5 Standout Shows at Small Galleries to Discover This June
In this monthly roundup, we shine the spotlight on five stellar exhibitions taking place at small and rising galleries in five cities worldwide.
Jahnne Pasco-White, installation view of “mmms” at STATION, Mebourne, 2023. Courtesy of STATION.
In soft, color-soaked textiles, Australian artist Jahnne Pasco-White develops her own twist on abstraction that considers the relationship between people and the environment. The show’s title, “mmms,” refers to a slew of natural materials, beings, and phenomena that each begin with the letter “m”—such as mammals, the Milky Way, microbes, and mush, to name a few.
Each work is a mélange of various recycled and found materials, from natural dyes, rose petals, and earth, to reclaimed acrylics and plant-based crayons.
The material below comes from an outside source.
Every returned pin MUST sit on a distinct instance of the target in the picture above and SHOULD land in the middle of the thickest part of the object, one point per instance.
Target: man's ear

Materially and conceptually, these airy, thoughtfully constructed works embody the artist’s environmental concerns, as well as the care she puts into process, experimentation, color, and markmaking.
In the fresh paintings of “Hopscotch” at tastemaking London gallery Soho Revue, rising painter Anne Carney Raines cleverly comingles an unusual mix of references—such as North American quilting traditions, skate parks, and illuminated manuscripts—to wondrous effect. Her lush, luminous canvases offer up crisp walls of patchwork patterns that give way to swathes of landscape; and stage-like scenarios with imposing tree trunks that reflect the artist’s background in scenic painting. Central to all this worldbuilding is dizzying configurations of ramps and platforms that recall the architecture of skate parks. The title “Hopscotch” alludes to the playfulness of the work, as well as the palpable rhythm that runs through it.
The Nashville-born, London-based artist, who graduated from the Royal College of Art in 2021, is on a promising trajectory: Last year she had a solo show at Wilder Gallery; was included in group shows at Soho Revue and Kristin Hjellegjerde Gallery; and featured in the exhibition “New Contemporaries 2021” at South London Gallery.
Paul Robas, installation view of “No time to explain” at Solito Gallery, Naples, Italy, 2023. Courtesy of Solito Gallery.
Romanian artist Paul Robas inaugurates Naples gallery Solito Gallery’s new single-artist program SOLITO with “No time to explain,” a show of uncanny figurative paintings. Marking Robas’s debut show in Italy, the paintings are born from his observations and memories, while reflecting on the social, political, and cultural issues of the present.
Taken together, these works, with their skewed portrayals of anxious faces and foreboding vignettes—depicting a glimmering scissor poised to cut; an hourglass running out of sand; a tiny waist squeezed into a belt—feel like representations of our warped reality. Painted in a muted palette of pinks, purples, beiges, and blues, with Robas’s distinctive use of acrylic on wood, the works are strange, enticing, and roiling with emotion. The artist does well to encapsulate the feeling of this moment in time.
“Everyone We Know Is Here”
Fine Arts Work Center, Hudson D. Walker Gallery, Provincetown, Massachusetts
June 2–Aug. 25
“Everyone We Know Is Here” honors the legacy of the Provincetown-based Fine Arts Work Center’s esteemed fellowship program, which has welcomed prominent emerging artists for more than 50 years. Curated by the beloved painter Heidi Hahn (who was a visual art fellow there in 2014), the group show features works by over 20 former fellows—including Jane Corrigan, Candice Lin, Bridget Mullen, and Kambui Olujimi—and channels the creativity and talent that the program inspires. A portion of proceeds from works sold will support the fellowship program.
“This is a curatorial effort to bring together the essence of making in a very particular environment,” Hahn wrote in a statement. “I wanted to bring all different kinds of artists together in honor of a place so devoted to its artists. A sort of love letter if you will.”
Katharina Stadler’s solo show “HAPPY-GO-LUCKY” presents the artist’s abstract, color-soaked paintings that are made from stitched-together swathes of painted cotton. These refreshing works seem to sit at the intersection of color-field painting, quiltmaking, and collage, resulting in technically impressive, aesthetically striking compositions. The artist’s fine technique and facility with color result in compelling works that elicit emotions that envelop the viewer. Depending on the work, it might be joy and excitement or peace and tranquility. The works certainly set forth a novel approach to abstract painting.
Stadler is a 2021 graduate of the prestigious Kunstakademie Düsseldorf, where she was a student of Thomas Scheibitz. She and four classmates were featured in a group show, “Accurate Glitch,” at Jarmuschek + Partner last year, and “HAPPY-GO-LUCKY” marks her first solo show at the gallery.